NEW YORK - Wall Street skidded lower Tuesday after comments from Federal Reserve Chairman Ben Bernanke and a strong reading on the service sector suggested the central bank has little reason to lower interest rates.
Bernanke's speech by satellite to an international monetary conference in South Africa Tuesday spurred investors to sell a day after the Dow and Standard & Poor's 500 index edged up to new highs. Bernanke remarked that the economy will recover from its recent feeble performance, despite a housing slump that he said could drag on the economy for longer than anticipated.
Bernanke's forecast of rebounding growth, as well as his assessment that inflation is "ebbing" but remains "somewhat elevated," made it appear unlikely the Fed will lower rates anytime soon, a disappointment for Wall Street. Behind the stock market's surge, driven primarily by strong takeover activity, has been a backdrop of stable interest rates and the possibility of a rate cut; recently, though, with bond yields creeping up, some investors fear the Fed may alter that climate.
"The market is hoping for slow growth and moderate inflation, and now there's concern they might have to bump up rates in the second half of the year," said Jim Herrick, director of equity trading at Baird & Co.

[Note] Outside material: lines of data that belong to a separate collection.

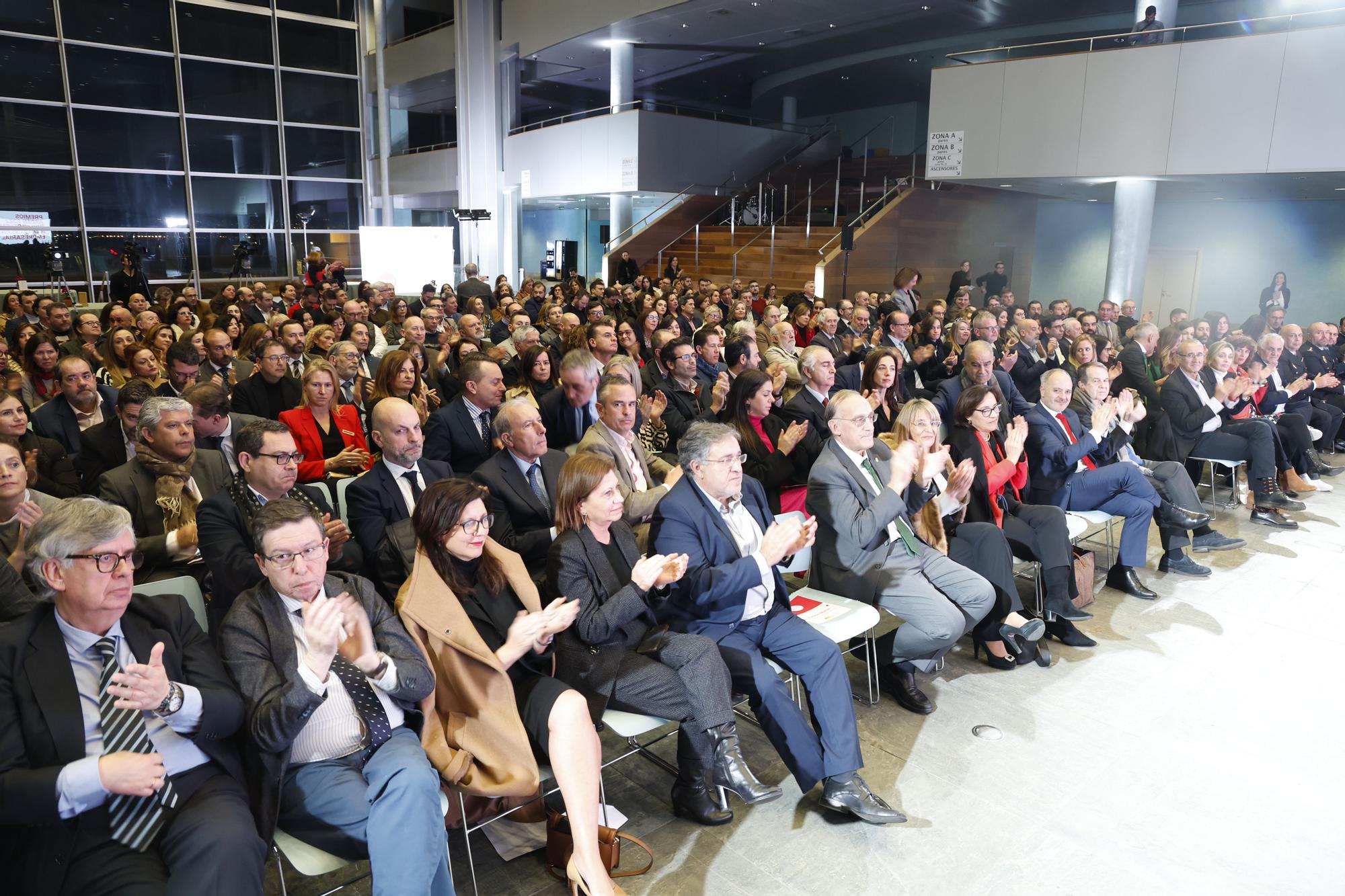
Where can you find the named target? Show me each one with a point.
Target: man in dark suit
(332, 681)
(568, 412)
(271, 391)
(141, 791)
(388, 493)
(734, 594)
(114, 442)
(459, 434)
(818, 370)
(978, 369)
(268, 458)
(162, 499)
(1194, 401)
(523, 482)
(1073, 467)
(1035, 360)
(83, 403)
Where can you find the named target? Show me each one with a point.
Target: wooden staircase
(796, 255)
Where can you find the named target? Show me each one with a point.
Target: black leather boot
(730, 770)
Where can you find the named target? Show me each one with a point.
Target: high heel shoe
(578, 881)
(995, 662)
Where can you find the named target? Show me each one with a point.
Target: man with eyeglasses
(163, 486)
(864, 494)
(332, 681)
(271, 389)
(734, 594)
(268, 463)
(119, 763)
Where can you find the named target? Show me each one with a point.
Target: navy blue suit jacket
(709, 598)
(1052, 460)
(375, 502)
(57, 419)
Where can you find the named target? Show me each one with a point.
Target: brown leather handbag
(560, 845)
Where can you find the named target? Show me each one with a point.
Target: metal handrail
(1288, 18)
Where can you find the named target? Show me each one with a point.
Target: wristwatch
(173, 702)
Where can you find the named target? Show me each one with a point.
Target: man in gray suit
(162, 487)
(642, 478)
(863, 494)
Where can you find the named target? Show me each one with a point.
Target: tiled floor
(1196, 749)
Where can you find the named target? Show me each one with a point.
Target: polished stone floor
(1196, 749)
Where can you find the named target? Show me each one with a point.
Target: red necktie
(1074, 442)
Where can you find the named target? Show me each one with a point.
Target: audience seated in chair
(863, 494)
(475, 612)
(734, 594)
(619, 657)
(268, 463)
(332, 682)
(163, 486)
(116, 755)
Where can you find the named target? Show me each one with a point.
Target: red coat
(310, 439)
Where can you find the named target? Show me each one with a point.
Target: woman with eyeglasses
(329, 434)
(50, 470)
(1035, 532)
(21, 506)
(473, 608)
(618, 654)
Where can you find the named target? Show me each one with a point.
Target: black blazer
(57, 419)
(57, 475)
(451, 436)
(106, 450)
(375, 502)
(559, 417)
(132, 486)
(251, 397)
(42, 727)
(258, 642)
(227, 546)
(523, 524)
(614, 614)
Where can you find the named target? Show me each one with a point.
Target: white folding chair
(311, 861)
(185, 585)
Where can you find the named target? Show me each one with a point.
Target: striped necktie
(134, 821)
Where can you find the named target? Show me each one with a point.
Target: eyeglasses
(110, 561)
(286, 458)
(474, 526)
(286, 560)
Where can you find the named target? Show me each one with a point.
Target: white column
(623, 75)
(481, 130)
(1132, 220)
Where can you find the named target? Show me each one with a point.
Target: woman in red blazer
(328, 432)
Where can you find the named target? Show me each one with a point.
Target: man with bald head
(387, 494)
(980, 369)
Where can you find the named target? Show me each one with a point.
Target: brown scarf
(171, 491)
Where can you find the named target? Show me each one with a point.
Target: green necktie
(909, 537)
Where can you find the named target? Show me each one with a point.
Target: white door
(1171, 282)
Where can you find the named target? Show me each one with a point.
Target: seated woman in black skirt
(621, 658)
(494, 626)
(944, 522)
(1035, 532)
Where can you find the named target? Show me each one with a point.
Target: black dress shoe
(1272, 517)
(693, 801)
(1128, 580)
(856, 798)
(902, 685)
(1183, 565)
(1066, 633)
(1180, 517)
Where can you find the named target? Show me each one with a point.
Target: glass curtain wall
(184, 127)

While the Fed chairman's comments stalled a months-long rally, many analysts have been predicting Wall Street would soon pull back before heading higher later this year. Before Tuesday's decline, the Dow and the S&P 500 had risen more than 8 percent since the beginning of the year.
A robust report on the service sector from the Institute for Supply Management failed to boost stocks. The ISM's nonmanufacturing index came in at 59.7 in May, higher than expected and up from April's reading of 56.0. A reading above 50 indicates expansion in the service sector, a diverse group of industries that represents about 80 percent of U.S. economic activity. Investors want to see growth but worry that if it's too robust, it could prompt a rate hike.
According to preliminary calculations, the Dow fell 80.86, or 0.59 percent, to 13,595.46, after earlier falling more than 100 points.
Broader indexes also retreated. The Standard & Poor's 500 index fell 8.23, or 0.53 percent, to 1,530.95, while the Nasdaq composite index shed 7.06, or 0.27 percent, to 2,611.23.
Bonds slipped after Bernanke's comments and the strong service sector data.
"The good news is he did say this residential real-estate morass won't leach out into the main economy. The bad news is he's still beating the drum pretty hawkishly on inflation," said Jack Ablin, chief investment officer at Harris Private Bank.
The yield on the benchmark 10-year Treasury note rose to 4.98 percent from 4.93 percent late Monday. The 10-year yield is trading at 9-month highs, and appears poised to break through 5 percent, a level not reached since August 2006.
Stocks sold off further after a midday speech by U.S. Treasury Secretary Henry Paulson, who said he has been pressuring China to make its exchange rate more flexible. If the yuan is given the chance to rise in value, it could have a dampening effect on the U.S. dollar.
The dollar fell against other major currencies, while gold prices edged lower.
In takeover news, telecommunications company Avaya Inc. said late Monday it agreed to an $8.2 billion offer by private equity firms Silver Lake and TPG Capital. Avaya rose 31 cents to $17.03.
Retail stocks took a hit after home goods seller Bed Bath & Beyond Inc. late Monday warned its fiscal first-quarter earnings may fall below analyst estimates. The stock lost $2.20, or 5.4 percent, to $38.27.
The biggest decliner among the 30 Dow component companies was DuPont Co., downgraded by Lehman Brothers to an "equal weight" rating from "overweight." The chemicals company fell 95 cents to $52.24.
In other corporate news, Ryanair Holdings PLC reported a record full-year 2006 profit despite higher fuel prices and tough competition, but made a cautious forecast for 2007. The Irish airline's U.S. shares fell $1.69, or 4.2 percent, to $38.66.
Google Inc. rose $11.77, or 2.3 percent, to an all-time high of $518.84. The search leader signed an agreement with Salesforce.com Inc. to cooperate on online advertising.
Declining issues outnumbered advancers by about 3 to 1 on the New York Stock Exchange, where volume came to 1.51 billion shares, compared to 1.34 billion on Monday.
The Russell 2000 index of smaller companies was down 6.84, or 0.80 percent, at 848.25.
Crude oil futures for July delivery fell 60 cents to $65.61 a barrel on the New York Mercantile Exchange.
Overseas, China's benchmark Shanghai Composite Index rebounded 2.6 percent after plummeting 8.3 percent a day earlier. Japan's Nikkei 225 index rose 0.45 percent. Britain's FTSE 100 fell 0.47 percent, Germany's DAX index dropped 0.71 percent, and France's CAC-40 decreased 0.77 percent.